Farms and Farmhouses
Before enclosure farms lined the village streets of nucleated villages, or lay isolated in areas of scattered settlement. All had farmyards surrounded by individual farmbuildings built over time for a variety of purposes. The barn was usually the most substantial farmbuilding, and many medieval and early modern barns have outlived the other structures. Some information about the character of vanished types of medieval farmbuildings can be gained from documents, especially those produced by major religious houses about their own farms (granges). The farmhouse often survives. Many have have been continuously occupied since they were first built and so contain much older fabric than is evident externally.
In character farmhouses are like other local houses of similar status, but some are adapted to the farming of particular regions. In the fruit-growing Newent area, most farmhouses have attached cider houses, while those in the dairying areas of Wiltshire have cheese lofts for storing whole cheeses.

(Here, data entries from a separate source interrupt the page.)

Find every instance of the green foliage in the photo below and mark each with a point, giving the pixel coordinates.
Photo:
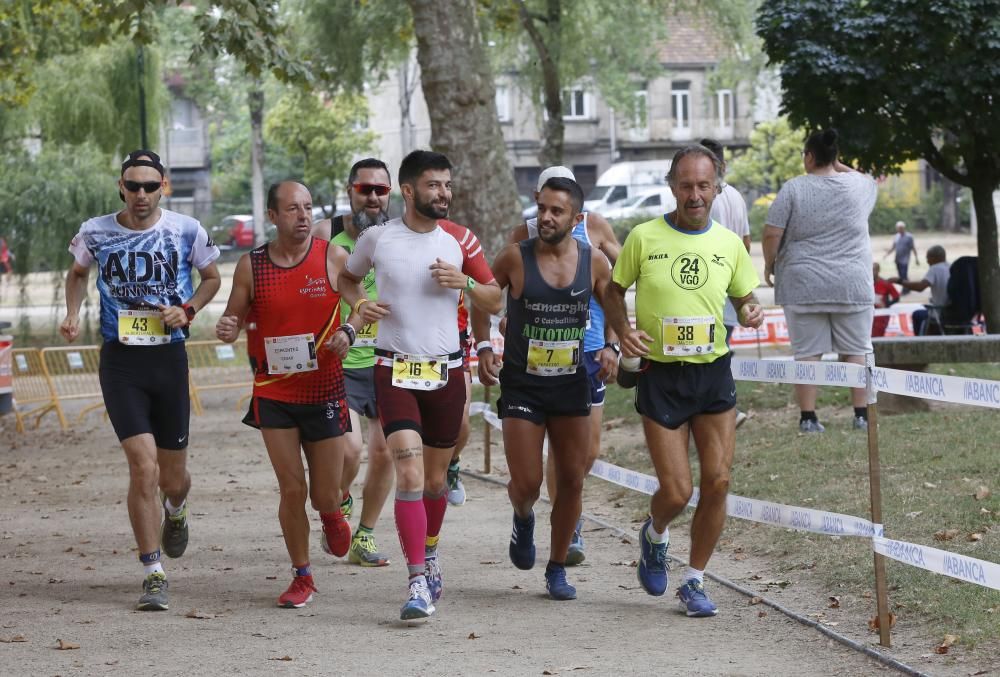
(876, 72)
(774, 156)
(325, 132)
(44, 198)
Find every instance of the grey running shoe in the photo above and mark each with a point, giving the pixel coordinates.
(154, 593)
(811, 426)
(173, 534)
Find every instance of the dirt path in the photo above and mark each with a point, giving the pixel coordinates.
(68, 572)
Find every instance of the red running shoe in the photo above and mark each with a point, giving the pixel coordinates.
(337, 535)
(299, 593)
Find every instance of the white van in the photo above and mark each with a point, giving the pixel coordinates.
(623, 180)
(650, 203)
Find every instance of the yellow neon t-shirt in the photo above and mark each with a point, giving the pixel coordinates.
(682, 279)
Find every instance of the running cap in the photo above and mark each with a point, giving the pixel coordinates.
(143, 158)
(553, 172)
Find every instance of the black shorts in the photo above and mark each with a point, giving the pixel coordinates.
(360, 387)
(539, 402)
(315, 422)
(146, 391)
(671, 393)
(435, 414)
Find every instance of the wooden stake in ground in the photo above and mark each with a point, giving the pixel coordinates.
(875, 483)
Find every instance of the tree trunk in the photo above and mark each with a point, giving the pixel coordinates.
(949, 205)
(255, 101)
(461, 99)
(989, 258)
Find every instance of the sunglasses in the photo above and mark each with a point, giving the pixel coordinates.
(148, 186)
(367, 188)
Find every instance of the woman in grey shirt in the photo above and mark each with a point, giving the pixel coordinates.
(817, 248)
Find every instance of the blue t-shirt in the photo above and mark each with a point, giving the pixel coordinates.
(593, 339)
(140, 269)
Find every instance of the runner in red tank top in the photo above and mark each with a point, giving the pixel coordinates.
(296, 348)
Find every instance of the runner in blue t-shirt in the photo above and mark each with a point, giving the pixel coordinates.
(145, 258)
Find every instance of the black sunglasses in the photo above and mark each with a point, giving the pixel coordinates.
(148, 186)
(379, 189)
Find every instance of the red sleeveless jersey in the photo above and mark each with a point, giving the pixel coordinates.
(288, 302)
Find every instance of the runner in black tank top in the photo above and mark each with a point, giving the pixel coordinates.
(544, 385)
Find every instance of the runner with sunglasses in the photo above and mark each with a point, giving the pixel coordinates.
(421, 267)
(146, 256)
(368, 189)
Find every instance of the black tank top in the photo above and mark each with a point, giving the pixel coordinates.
(543, 344)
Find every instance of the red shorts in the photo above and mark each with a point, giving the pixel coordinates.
(435, 414)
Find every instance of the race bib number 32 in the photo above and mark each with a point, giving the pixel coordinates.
(142, 328)
(688, 335)
(552, 358)
(290, 354)
(419, 372)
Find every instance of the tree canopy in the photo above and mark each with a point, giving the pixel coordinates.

Farmhouses usually have dairies in the coolest part of the house, in order to supply the household with home-made butter and cheese as well as the local market with the surplus. In pig-rearing areas of Wiltshire, pork for home consumption and sale was cured in narrow smoke-chambers adjacent to the chimney. In remote locations, like the Yorkshire wolds, farmers needed to accommodate large numbers of live-in labourers, who in the East Riding were housed in long separate dormitory wings. As farms were amalgamated to form larger units, richer farmers rebuilt or remodelled their houses to resemble polite villas or small country houses. Some farms, especially those established post-enclosure outside settlements, were often provided with farmhouse and farmbuildings to a single design, which was perhaps based on a model invented or copied by a surveyor employed by the landowner.